If It Ain't Broke, Don't Fix It: Ancient Computers in Use Today

Last fall, I attended the Computer History Museum’s exhibition of the IBM 1401 and peripherals, including the IBM 026 punch card machine.

Back in 2012, PC World wrote a feature about ancient computers still in use, including a company in Texas that’s been using the related IBM 029 to enter data into their accounting system.

Sparkler Filters of Conroe, Texas, prides itself on being a leader in the world of chemical process filtration. If you buy an automatic nutsche filter from them, though, they’ll enter your transaction on a “computer” that dates from 1948.

Sparkler’s IBM 402 is not a traditional computer, but an automated electromechanical tabulator that can be programmed (or more accurately, wired) to print out certain results based on values encoded into stacks of 80-column Hollerith-type punched cards….
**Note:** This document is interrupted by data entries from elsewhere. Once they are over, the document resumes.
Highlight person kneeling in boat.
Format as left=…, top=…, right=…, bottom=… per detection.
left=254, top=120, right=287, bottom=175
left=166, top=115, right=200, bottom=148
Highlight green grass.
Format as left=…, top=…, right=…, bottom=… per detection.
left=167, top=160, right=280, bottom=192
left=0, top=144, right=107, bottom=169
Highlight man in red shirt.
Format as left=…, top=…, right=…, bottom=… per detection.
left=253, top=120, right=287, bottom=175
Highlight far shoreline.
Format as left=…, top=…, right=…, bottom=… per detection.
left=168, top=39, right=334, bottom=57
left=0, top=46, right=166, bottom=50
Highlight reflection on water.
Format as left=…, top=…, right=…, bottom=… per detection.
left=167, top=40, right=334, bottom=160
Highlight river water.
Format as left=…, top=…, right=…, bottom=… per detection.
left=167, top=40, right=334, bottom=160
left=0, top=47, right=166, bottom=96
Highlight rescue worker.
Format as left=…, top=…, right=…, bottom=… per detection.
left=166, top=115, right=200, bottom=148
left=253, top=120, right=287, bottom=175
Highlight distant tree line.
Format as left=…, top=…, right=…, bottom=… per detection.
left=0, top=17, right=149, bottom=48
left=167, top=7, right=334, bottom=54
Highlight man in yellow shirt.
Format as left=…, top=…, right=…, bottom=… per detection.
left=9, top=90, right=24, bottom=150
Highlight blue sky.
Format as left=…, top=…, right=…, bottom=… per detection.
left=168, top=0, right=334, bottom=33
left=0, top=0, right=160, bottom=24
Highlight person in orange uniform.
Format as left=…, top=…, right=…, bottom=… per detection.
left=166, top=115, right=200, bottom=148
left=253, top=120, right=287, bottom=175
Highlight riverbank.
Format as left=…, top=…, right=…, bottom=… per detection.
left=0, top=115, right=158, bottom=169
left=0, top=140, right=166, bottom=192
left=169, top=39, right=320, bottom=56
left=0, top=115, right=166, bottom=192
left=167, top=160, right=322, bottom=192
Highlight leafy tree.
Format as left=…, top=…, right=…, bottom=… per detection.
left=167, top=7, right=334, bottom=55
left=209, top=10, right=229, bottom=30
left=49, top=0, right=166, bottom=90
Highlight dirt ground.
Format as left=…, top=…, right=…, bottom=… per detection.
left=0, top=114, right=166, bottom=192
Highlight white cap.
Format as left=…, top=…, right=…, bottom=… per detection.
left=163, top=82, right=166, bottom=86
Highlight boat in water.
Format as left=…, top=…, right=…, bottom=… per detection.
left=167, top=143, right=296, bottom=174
Of course, before the data goes into the 402, it must first be encoded into stacks of cards. A large IBM 029 key-punch machine–which resembles a monstrous typewriter built into a desk–handles that task.

Carl Kracklauer, whose father founded Sparkler Filters in 1927, usually types the data onto the punch cards. The company sticks with the 402 because it’s a known entity: Staffers know how to use it, and they have over 60 years of company accounting records formatted for the device.

Pretty incredible such an old machine is still in active use (or was, a few years ago).